Selon une étude internationale menée par deux chercheurs de l'Institut
Walter and Eliza Hall de Melbourne, en Australie, Alan Cowman et Alex Maier,
45% des Mélanésiens dans les zones affectées ont hérité génétiquement de
cette mutation, rapporte lundi l'agence australienne AAP.

D'après l'étude, qui doit être publiée dans l'édition de janvier de la revue
Nature Medicine, la mutation de la protéine, qui bloque une voie d'accès
essentielle utilisée par le parasite du paludisme, s'est répandue dans la
population mélanésienne de Papouasie-Nouvelle Guinée et aux alentours par
sélection naturelle.

Le paludisme, maladie transmise par des moustiques, affecte au moins 300
millions de personnes par an et en tue entre 1,5 million et 2,7 millions,
dont environ 90% en Afrique subsaharienne, principalement de jeunes enfants.

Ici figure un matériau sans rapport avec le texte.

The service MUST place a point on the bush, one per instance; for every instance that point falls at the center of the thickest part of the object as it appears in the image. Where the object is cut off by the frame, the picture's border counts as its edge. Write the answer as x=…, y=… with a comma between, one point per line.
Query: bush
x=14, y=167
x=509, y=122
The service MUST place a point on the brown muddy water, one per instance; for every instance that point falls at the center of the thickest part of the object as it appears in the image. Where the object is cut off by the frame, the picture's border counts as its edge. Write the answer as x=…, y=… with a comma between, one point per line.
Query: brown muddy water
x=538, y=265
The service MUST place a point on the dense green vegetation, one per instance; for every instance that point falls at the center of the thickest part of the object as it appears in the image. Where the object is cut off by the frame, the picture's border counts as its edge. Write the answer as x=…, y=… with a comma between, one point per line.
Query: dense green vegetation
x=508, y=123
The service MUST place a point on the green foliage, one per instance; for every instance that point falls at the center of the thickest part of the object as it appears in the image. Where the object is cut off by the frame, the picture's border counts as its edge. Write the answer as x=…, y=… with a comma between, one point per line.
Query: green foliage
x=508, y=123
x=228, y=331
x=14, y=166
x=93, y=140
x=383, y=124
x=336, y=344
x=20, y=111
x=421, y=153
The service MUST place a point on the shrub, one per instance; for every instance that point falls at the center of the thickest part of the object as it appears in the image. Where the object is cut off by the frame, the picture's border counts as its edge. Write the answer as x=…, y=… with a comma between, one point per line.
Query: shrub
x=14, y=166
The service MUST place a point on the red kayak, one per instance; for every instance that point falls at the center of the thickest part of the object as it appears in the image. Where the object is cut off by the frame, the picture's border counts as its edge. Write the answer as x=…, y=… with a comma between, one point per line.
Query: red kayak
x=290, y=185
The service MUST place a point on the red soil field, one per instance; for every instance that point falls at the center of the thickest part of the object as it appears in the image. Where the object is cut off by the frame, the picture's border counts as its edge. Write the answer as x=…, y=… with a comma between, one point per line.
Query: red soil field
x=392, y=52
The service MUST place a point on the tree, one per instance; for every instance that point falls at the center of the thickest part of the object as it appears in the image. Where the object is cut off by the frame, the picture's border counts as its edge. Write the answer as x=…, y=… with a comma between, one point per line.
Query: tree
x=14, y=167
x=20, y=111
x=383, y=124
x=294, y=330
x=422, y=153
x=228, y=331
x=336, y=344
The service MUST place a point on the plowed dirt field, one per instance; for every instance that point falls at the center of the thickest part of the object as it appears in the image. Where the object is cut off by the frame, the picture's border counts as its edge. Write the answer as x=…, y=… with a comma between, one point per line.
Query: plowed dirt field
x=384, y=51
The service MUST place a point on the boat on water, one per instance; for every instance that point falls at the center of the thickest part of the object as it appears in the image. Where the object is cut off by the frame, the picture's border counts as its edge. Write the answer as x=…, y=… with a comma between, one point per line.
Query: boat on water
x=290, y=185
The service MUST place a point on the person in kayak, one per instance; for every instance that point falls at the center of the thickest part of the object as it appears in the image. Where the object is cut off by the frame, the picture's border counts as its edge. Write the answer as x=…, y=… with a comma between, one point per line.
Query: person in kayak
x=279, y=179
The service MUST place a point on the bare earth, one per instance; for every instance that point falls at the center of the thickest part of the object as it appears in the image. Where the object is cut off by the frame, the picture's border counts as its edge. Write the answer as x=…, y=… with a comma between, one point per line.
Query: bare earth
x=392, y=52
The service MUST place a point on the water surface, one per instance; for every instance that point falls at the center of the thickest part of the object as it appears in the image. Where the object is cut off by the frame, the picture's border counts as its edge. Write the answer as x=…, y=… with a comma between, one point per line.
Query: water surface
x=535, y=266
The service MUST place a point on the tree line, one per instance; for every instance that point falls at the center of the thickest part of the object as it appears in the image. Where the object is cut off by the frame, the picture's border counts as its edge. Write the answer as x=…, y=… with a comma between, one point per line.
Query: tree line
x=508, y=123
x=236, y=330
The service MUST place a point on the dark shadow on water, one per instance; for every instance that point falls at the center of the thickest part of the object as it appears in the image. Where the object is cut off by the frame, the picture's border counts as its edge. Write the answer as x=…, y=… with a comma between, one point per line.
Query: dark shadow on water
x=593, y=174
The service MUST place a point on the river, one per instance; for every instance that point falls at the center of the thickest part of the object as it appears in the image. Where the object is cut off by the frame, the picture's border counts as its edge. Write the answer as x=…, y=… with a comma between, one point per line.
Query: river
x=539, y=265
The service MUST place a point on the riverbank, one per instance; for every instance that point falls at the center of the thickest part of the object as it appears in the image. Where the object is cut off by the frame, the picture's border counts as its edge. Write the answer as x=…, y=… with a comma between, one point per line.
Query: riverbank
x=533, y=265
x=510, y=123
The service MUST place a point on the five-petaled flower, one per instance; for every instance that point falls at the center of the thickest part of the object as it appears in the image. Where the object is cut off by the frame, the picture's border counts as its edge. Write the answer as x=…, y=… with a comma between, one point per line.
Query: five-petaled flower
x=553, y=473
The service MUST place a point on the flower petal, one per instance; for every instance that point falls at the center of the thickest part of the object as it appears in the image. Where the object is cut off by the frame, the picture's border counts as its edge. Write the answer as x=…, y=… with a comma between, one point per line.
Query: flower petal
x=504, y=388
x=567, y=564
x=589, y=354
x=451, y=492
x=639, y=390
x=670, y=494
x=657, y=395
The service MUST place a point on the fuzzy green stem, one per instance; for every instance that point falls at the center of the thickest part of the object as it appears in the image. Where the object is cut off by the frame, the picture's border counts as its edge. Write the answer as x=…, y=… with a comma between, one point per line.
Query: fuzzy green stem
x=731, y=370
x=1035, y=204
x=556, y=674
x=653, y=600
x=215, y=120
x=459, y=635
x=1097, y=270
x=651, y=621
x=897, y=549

Comme l'a expliqué M. Cowman à l'AAP, les individus bénéficiant de cette
mutation survivent aux attaques de paludisme pendant l'enfance et peuvent
ainsi la transmettre à leur progéniture.

"Le paludisme tue généralement les enfants de moins de cinq ans et si vous
ne survivez pas jusqu'à l'âge adulte, vous ne transmettez pas vos gènes",
a-t-il souligné.

"Par conséquent, si vous avez une mutation qui vous permet de survivre
jusqu'à l'âge adulte, vous transmettez vos gènes et cette mutation continue
à être sélectionnée au fil du temps", a-t-il poursuivi, ajoutant: "C'est ce
qui s'est passé ici".

L'étude précise que la mutation, qui implique une protéine à la surface des
globules rouges, n'immunise pas ses porteurs, étant donné que le parasite
peut pénétrer dans ces globules par d'autres voies, mais rend les
contaminations moins graves.

Cette découverte a montré aux scientifiques qu'un vaccin devrait empêcher le
parasite d'envahir les globules rouges en plusieurs points, a relevé M.
Cowman.

"A présent, nous avons identifié cette molécule et nous en avons d'autres,
(...) nous devrions pouvoir mettre au point un médicament qui bloque toutes
les voies d'accès", a-t-il estimé.

L'étude est le résultat de deux ans et demi de recherches menées par
l'équipe de Melbourne en partenariat avec des scientifiques basés en
Papouasie-Nouvelle Guinée et dans l'Ohio (centre des Etats-unis).